No supply chain is immune from risk, and the farther a company’s supply chain traverses the globe, the more opportunity for things to go awry.

Companies can take proactive steps to ensure they won’t be blindsided by sudden changes to their supply chain. Taking out a credit insurance policy from a credit insurer is just one way to safeguard against political volatility, currency fluctuations, natural disasters, and other supply chain risk factors.

Additional steps include:

  1. Monitor the credit cycle. Historically, the U.S. credit cycle correlates with uncertainty. During periods of low interest rates and a benign credit environment, global uncertainty also tends to be low. When U.S. interest rates begin to rise—which is the case now—many countries begin to feel stresses on their economies.

    For instance, two years ago, when U.S. interest rates were close to zero, everyone invested in emerging markets because of their higher interest yields.
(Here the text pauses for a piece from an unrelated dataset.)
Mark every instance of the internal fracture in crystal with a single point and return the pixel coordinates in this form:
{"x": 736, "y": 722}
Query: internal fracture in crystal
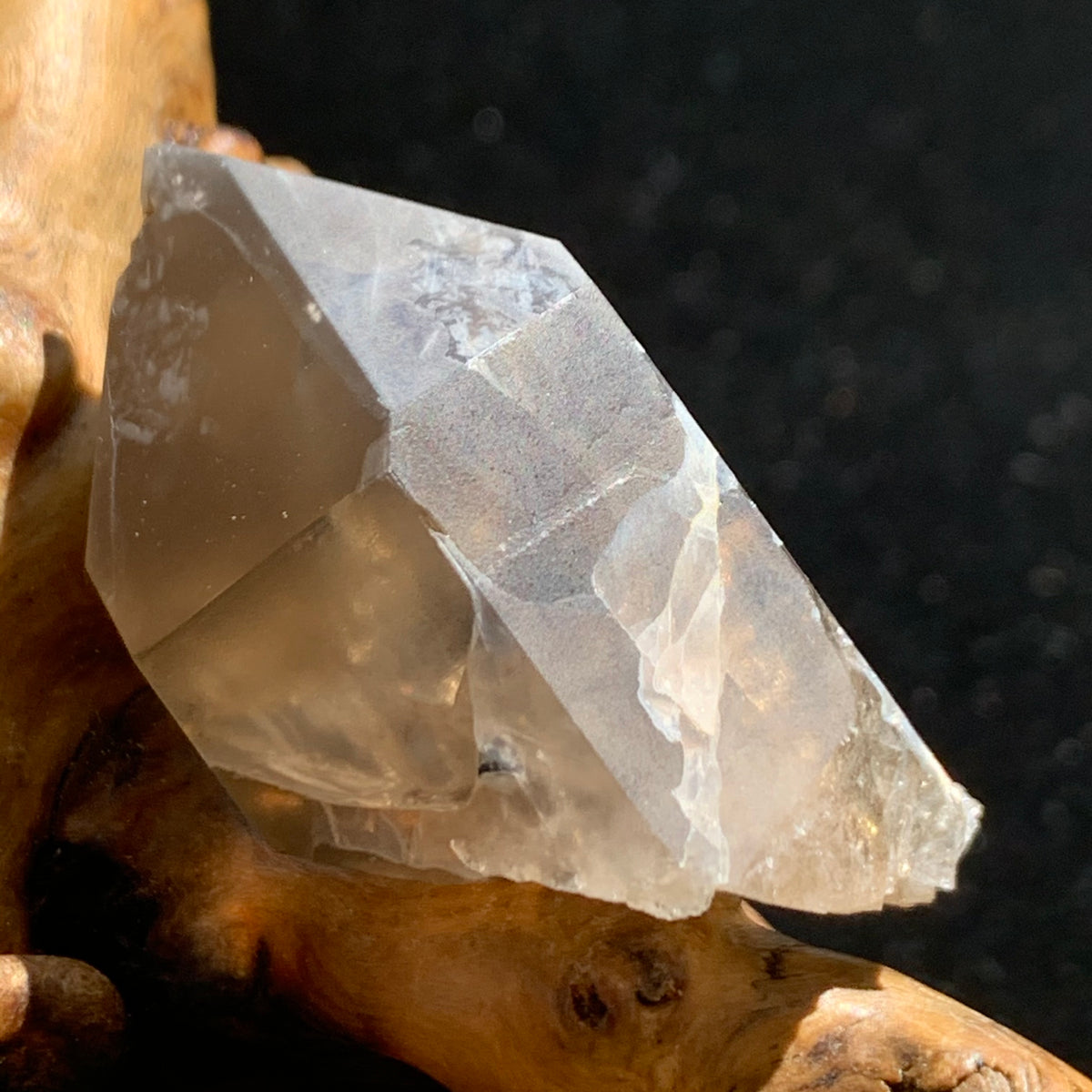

    When interest rates begin to creep up again, that money flows back to the United States and other developed markets because the economies there are safer bets. This, in turn, creates higher political risk for the emerging markets.

  2. Understand government policy changes. Companies should keep tabs on government policy changes but also have the sagacity to hold off making any big decisions until something actually happens, as the actual outcome of policy changes usually doesn’t match the rhetoric surrounding the issue.
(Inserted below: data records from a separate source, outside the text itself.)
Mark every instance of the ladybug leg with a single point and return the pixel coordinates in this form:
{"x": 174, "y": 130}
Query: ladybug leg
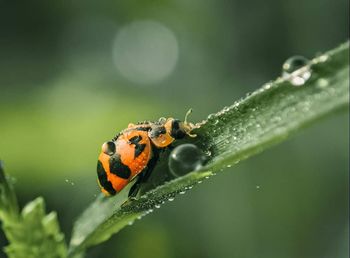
{"x": 144, "y": 175}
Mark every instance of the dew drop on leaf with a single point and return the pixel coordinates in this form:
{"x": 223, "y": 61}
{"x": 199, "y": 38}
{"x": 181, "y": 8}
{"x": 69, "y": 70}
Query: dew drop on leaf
{"x": 185, "y": 158}
{"x": 296, "y": 70}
    But that doesn’t mean companies shouldn’t have contingency plans in place. Especially in times of increased global uncertainty, companies need to get below the headlines to understand the potential impact and think through how to pivot quickly if necessary.

  3. Keep tabs on each supplier’s financial condition. Don’t take for granted that your trading partners are financially strong—rising interest rates coincide with an increase in bankruptcy activity. Lately, sectors such as retail and wholesale have been hit particularly hard because of Amazon’s dominance in supplying and sourcing goods.
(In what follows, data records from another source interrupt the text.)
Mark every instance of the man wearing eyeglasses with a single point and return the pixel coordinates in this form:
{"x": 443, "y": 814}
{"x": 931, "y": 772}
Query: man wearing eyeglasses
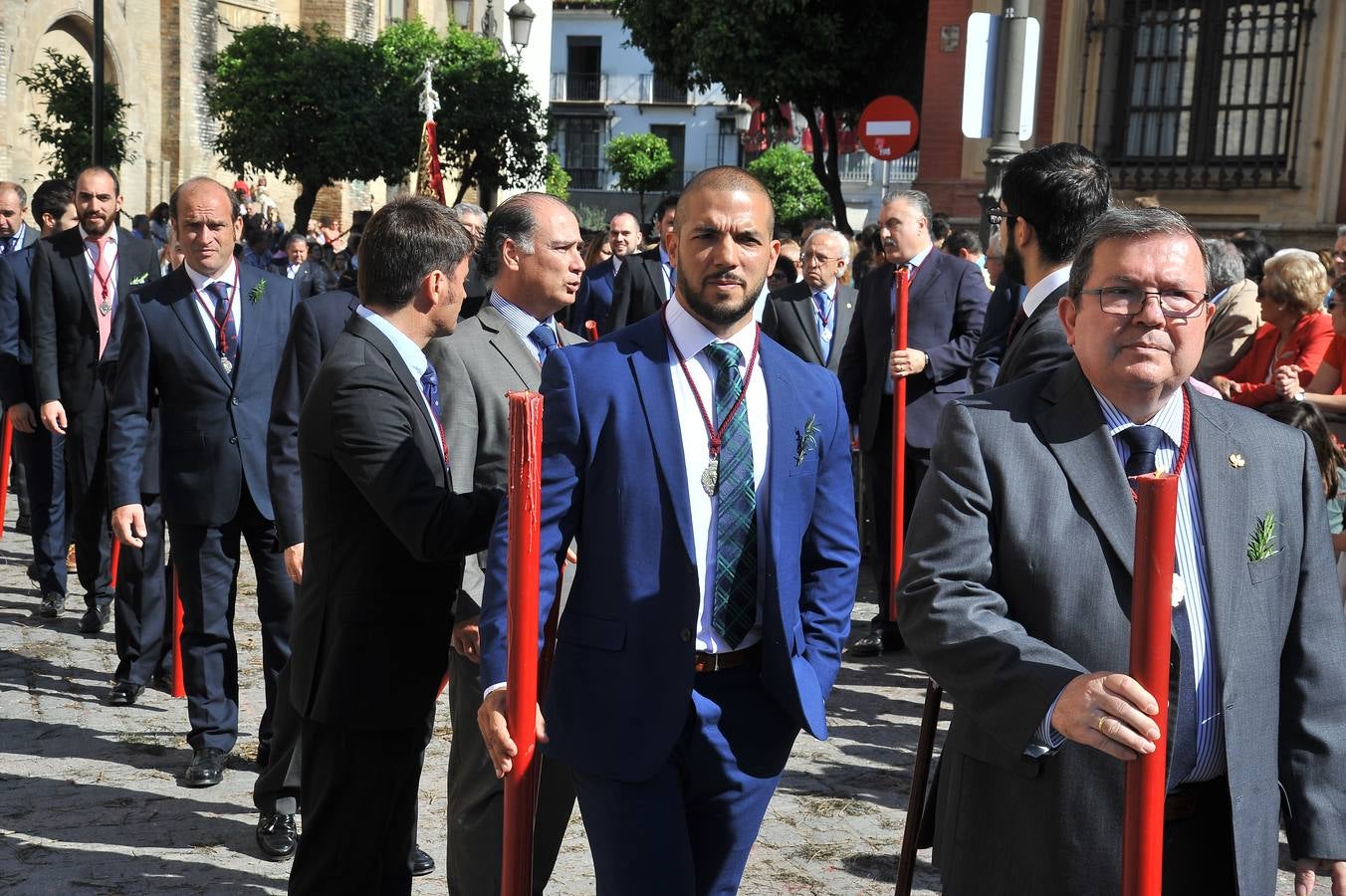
{"x": 1016, "y": 589}
{"x": 813, "y": 317}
    To avoid any supply chain hiccups, companies should monitor their suppliers’ financial statements and banking information every quarter.

  4. Take advantage of blockchain technology. Having multiple accounts of trading agreements leaves companies open to mistakes and fraud. Blockchain technology, a shared ledger showing transaction history, can reduce this risk.

    Blockchain technology provides a high level of security and an unalterable audit trail so companies can see exactly what was agreed to. The technology is beginning to replace cryptocurrency as a best practice, and is replacing letters of credit in some sectors, including logistics. Using blockchain technology is also more efficient than each company having its own record because intermediaries aren’t needed.

  5. Build flexibility into the business plan. Trade circumstances can evolve quickly, so it’s essential for companies to build flexibility into their supply chains and have plans to manage unexpected events.

    Take the recent truckers’ strike in Brazil, which shut the whole country down for more than one week. Perishables rotted, so any company waiting on those deliveries was forced to come up with an alternate plan.

    There’s no predicting what the future holds, but with some forethought, companies can weather any changing condition.